Louis Day’s review published on Letterboxd:
What an absolutely nonsensical, near-meaningless, utter piece of trash that I am absolutely enamored and energized by.
I can't say that Donnie Darko did anything particularly special for me. It's good, don't get me wrong, but besides the engrossing mood of an incoming apocalypse, the rest of it just felt like normal, solid movie. It wasn't some new-Lynchian work, it was just a movie that had some weird ideas. Hearing about how much of a mess this film was, though, I got a feeling that I would somehow vibe, and I did.
Not at first, though. The tone flip-flops nonstop between that one mood from Donnie Darko and some bizzaro near-comedy, one starring Amy Poehler strangely enough (I had a hard time getting over that). You are thrust into non-stop exposition that makes NO goddamn sense, along with a plot that STILL won't make any sense, and by the time you've at least become accustomed to that feeling, you'll start to realize the characters themselves make, you got it, NO GODDAMN SENSE.

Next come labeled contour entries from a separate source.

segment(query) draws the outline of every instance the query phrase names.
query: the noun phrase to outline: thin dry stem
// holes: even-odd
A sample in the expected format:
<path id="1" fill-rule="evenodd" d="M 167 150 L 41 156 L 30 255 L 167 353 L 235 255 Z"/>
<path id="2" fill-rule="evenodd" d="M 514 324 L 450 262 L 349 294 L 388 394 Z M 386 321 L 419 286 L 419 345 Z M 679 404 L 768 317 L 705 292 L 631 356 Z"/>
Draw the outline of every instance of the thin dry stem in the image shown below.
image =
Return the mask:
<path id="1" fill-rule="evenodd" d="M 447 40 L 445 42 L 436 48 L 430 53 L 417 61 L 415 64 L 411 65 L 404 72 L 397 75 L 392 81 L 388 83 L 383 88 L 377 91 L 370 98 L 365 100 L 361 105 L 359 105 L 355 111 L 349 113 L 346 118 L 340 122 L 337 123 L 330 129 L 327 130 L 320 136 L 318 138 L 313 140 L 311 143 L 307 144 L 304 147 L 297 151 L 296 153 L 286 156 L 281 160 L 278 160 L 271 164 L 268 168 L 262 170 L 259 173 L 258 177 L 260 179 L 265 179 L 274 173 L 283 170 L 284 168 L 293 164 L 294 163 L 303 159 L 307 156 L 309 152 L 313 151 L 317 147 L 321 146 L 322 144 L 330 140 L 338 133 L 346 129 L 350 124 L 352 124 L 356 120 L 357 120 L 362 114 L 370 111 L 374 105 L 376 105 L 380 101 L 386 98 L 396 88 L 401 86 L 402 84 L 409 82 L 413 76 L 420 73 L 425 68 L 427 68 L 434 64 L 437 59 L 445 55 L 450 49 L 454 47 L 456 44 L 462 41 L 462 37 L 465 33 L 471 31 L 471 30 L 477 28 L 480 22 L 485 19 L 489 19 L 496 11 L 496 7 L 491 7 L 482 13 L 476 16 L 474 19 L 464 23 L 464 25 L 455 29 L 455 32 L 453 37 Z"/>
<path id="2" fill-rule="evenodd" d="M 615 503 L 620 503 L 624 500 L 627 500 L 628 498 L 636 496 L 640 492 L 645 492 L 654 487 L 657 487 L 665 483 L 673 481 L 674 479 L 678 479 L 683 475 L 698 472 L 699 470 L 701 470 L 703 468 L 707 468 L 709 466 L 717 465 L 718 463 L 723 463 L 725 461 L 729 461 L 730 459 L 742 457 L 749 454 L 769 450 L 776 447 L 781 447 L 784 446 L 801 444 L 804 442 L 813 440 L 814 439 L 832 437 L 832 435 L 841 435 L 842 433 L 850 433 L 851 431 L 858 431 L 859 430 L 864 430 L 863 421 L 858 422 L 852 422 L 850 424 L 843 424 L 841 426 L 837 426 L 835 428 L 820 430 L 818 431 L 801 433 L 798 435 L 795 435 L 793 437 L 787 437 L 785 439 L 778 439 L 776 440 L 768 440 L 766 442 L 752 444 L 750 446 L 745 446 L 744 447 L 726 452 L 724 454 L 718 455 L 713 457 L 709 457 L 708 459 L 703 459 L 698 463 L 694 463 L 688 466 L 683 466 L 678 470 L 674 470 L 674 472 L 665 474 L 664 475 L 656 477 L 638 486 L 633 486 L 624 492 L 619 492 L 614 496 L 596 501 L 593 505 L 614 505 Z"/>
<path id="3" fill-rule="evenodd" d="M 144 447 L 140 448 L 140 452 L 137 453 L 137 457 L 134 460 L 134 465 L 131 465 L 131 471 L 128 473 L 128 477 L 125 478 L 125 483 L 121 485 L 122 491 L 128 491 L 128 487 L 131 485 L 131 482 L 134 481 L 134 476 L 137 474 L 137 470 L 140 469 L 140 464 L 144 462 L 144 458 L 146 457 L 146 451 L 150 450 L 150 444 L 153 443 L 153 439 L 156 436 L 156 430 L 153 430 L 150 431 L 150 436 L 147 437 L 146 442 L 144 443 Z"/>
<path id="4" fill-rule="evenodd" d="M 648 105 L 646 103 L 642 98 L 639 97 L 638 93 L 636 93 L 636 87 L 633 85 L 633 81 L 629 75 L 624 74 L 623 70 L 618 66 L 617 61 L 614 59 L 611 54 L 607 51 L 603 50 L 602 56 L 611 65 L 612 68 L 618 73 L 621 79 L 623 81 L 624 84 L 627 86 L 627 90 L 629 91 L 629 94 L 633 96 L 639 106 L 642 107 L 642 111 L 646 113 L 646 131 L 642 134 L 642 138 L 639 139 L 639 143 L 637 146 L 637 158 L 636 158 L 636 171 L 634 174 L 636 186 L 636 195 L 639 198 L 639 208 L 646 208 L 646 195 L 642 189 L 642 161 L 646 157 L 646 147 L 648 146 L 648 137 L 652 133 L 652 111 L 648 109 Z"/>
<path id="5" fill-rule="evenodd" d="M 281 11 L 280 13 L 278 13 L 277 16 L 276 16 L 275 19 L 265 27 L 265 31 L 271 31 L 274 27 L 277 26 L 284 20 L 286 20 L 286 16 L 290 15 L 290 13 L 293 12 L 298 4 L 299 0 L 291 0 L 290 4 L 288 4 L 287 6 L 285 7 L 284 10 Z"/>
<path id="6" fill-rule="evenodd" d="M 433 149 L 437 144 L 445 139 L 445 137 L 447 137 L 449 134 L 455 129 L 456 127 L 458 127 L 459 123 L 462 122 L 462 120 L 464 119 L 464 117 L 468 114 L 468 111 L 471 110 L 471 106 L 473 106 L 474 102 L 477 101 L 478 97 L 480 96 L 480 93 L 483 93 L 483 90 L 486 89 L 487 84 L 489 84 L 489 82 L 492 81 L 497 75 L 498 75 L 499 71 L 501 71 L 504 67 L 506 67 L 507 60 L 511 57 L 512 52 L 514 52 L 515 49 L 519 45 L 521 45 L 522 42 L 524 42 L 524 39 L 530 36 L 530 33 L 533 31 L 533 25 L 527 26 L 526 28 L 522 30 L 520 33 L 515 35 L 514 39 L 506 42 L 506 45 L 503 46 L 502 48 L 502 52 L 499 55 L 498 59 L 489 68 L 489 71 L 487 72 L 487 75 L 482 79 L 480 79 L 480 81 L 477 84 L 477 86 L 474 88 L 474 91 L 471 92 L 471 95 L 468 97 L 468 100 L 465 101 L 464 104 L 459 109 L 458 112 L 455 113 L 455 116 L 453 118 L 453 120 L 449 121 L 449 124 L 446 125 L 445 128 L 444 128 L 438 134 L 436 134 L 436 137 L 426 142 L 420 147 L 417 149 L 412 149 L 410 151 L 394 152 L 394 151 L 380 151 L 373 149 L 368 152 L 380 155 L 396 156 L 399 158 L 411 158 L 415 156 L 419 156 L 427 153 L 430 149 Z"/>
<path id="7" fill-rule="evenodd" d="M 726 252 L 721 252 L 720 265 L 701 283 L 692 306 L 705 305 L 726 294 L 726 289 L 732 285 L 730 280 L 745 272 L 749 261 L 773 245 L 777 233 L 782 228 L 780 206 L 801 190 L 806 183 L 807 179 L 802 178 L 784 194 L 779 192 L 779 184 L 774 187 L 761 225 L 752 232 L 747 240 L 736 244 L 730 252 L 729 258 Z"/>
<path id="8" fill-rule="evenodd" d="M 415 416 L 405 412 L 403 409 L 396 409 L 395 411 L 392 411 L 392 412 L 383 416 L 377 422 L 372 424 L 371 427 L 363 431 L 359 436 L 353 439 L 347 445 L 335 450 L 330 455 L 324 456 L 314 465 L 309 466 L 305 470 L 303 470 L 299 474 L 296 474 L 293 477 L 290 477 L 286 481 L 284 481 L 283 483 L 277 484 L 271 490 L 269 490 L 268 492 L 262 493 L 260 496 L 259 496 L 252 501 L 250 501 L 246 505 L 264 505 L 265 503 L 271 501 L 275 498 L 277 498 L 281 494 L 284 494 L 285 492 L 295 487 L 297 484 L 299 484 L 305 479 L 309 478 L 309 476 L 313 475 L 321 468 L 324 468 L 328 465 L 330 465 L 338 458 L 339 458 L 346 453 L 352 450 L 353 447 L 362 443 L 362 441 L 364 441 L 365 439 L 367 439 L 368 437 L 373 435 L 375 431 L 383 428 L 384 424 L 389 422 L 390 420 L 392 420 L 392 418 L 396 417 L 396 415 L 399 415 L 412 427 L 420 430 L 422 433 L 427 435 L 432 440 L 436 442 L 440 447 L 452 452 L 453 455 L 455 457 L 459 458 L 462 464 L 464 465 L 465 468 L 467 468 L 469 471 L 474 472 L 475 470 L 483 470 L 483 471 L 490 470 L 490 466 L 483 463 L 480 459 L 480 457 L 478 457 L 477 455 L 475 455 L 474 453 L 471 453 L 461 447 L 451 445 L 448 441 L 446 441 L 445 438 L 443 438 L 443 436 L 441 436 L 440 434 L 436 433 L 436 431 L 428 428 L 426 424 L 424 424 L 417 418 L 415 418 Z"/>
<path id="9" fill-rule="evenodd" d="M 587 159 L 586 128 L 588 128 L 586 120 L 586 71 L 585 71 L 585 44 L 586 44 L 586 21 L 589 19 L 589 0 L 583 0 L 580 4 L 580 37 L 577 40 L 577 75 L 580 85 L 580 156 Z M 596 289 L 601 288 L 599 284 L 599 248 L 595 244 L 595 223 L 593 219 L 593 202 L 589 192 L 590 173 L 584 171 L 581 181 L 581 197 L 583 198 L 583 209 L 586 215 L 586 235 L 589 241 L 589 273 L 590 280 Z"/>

Here's where we cross through the space-time continuum, though, and say straight up... does it matter if things make no sense?
Yeah, whatever, movies are a storytelling medium. "Mood pieces", which people often call empty, still have to have some sort of coherent plot in order for people to say they're good. Lynch films, even in their dream logic, have a logic and a meaning. This is not the case here at all. Nothing makes sense, and even if it did, it still wouldn't, if THAT makes sense.
What I'm saying is... you just have to roll with it. You've gotta be okay with what would generally be considered one of the biggest offenses to cinema to be able to enjoy this. If you somehow ARE able to go with it, it isn't an ironic like. Despite sitting somewhere between awful YouTube short film with trash early-2000's aesthetic and cgi and serious movie with nonstop political messaging, there's just a feeling that creeps up and makes you want to watch the entire thing over again in hopes of capturing whatever feeling you had as the film came to a close.
People tend to limit film's artistic worth to having to be meaningful, and if it doesn't fulfill that it needs to be popcorn blockbuster-style fun. Why can't we just accept a feeling? I'm sure Richard Kelly failed his artistic goal, but I often wonder why we can't just accept the emotion we get out of a film to be all we need from a film. If it makes you feel something, ANYTHING, then it's done something. It doesn't just exist, it inhabits and morphs the world around it. Southland Tales is bad on a normal scale, but as something to experience? It's one of a kind.
I almost want to rate this higher, while at the same time I keep thinking back to all the stuff that just seems stupid. I'm leaving it as is for one reason- I came out of it with an obsessive need to talk about it and rewatch it. I haven't yet, but I will. It's something else.